Question 5: The writer asks whether the doctors at Homagama can declare a patient brain dead when the heart goes on? In medical terminology there is ‘beating heart cadaver’. It means that the patient is dead but the heart is beating. This can happen but not under normal circumstances. The heart has an innate capability of beating on its own. This innate capability of beating on its own lets the heart beat for a very short time after brain death is confirmed. Could it go on for a considerable period? No. Once the brain is dead the capability of having spontaneous respiration is lost and the oxygenation of blood doesn’t happen. This automatically stops the provision of oxygenated blood to body tissues including the heart making them incapable of remaining alive.
What actually happens in a ventilated patient is that the machines act as an artificial lung and keep the oxygenation process going on maintaining circulation. This means that it is the machine that keeps the heart going on. Therefore, technically and medically a brain dead patient cannot be considered as being alive. The patient is dead and a dead patient doesn’t have sensations as far as medicine is concerned.
Question 6 : Already discussed under Question 3.
Question 7: The writer has questioned the validity of the consent obtained. It seems that the writer is unaware about the law pertaining to tissue transplantation which deals with different types of consent.
In this case, the husband is dead and her child is a minor. Therefore, the father of the deceased has the legal right to consent.
The writer says that no one can give consent to ’medical ghouls to thieve the assets of their beloved….’. I cannot understand why the writer considers this a theft when it is legally permitted and done to save the lives of many others awaiting organ donations.
Question 8: I have already answered the issues raised on this question.
Question 9: The writer theorizes about what happened after the diagnosis of brain death. I am unaware about what exactly happened or how the message was communicated to the relatives but I also don’t find anything wrong in what the writer has suggested here. Is there a better way of telling them the outcome and getting consent for organ retrieval?

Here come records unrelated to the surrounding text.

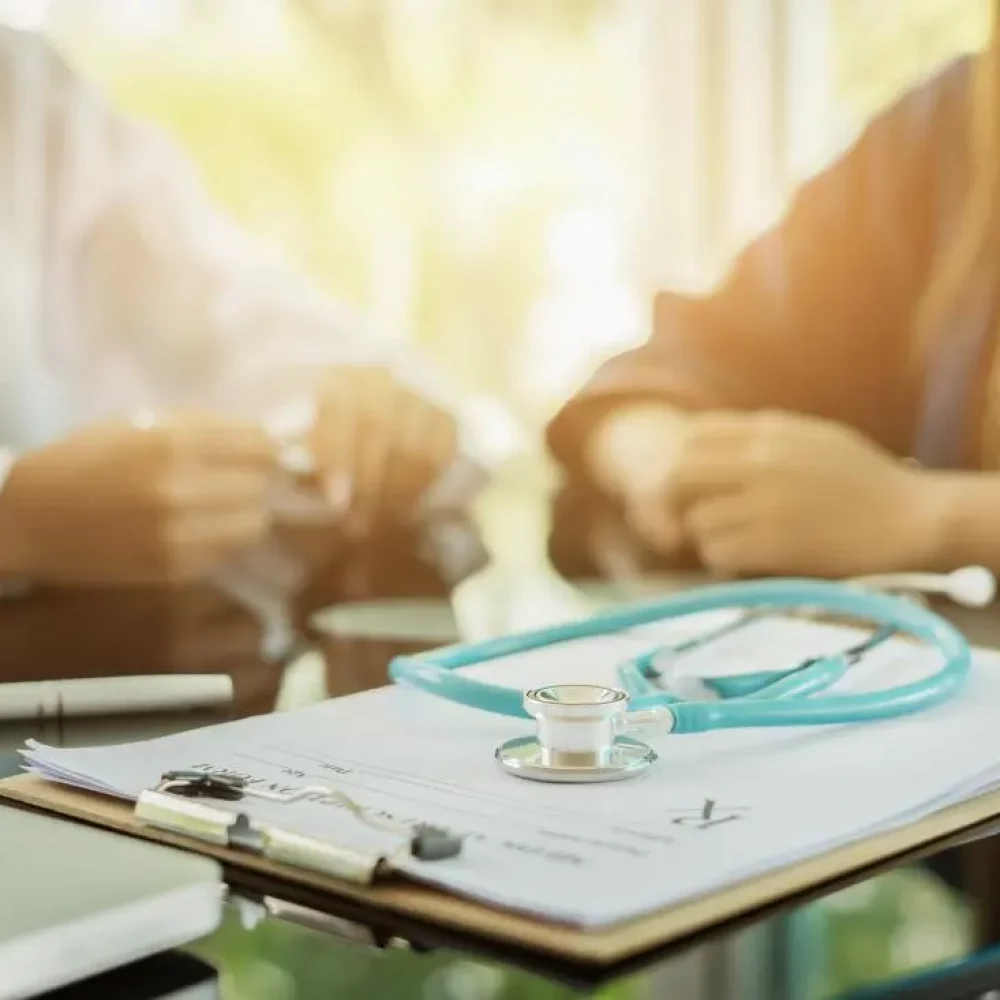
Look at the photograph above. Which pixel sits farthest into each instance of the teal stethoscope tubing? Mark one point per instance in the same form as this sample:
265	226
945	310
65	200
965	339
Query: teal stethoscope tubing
778	700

What doctors have done in this case is not to play the role of God but it is a simple act of humanity being within the law, ethics and accepted medical practice.
The public media should carry the true picture about important events and issues. It is true that legislation and code of ethics do not always ensure rightful acts by all individuals. If someone does something wrong it is an individual issue not a fault of the accepted procedure and system. Laws can take necessary action if someone does anything illegal.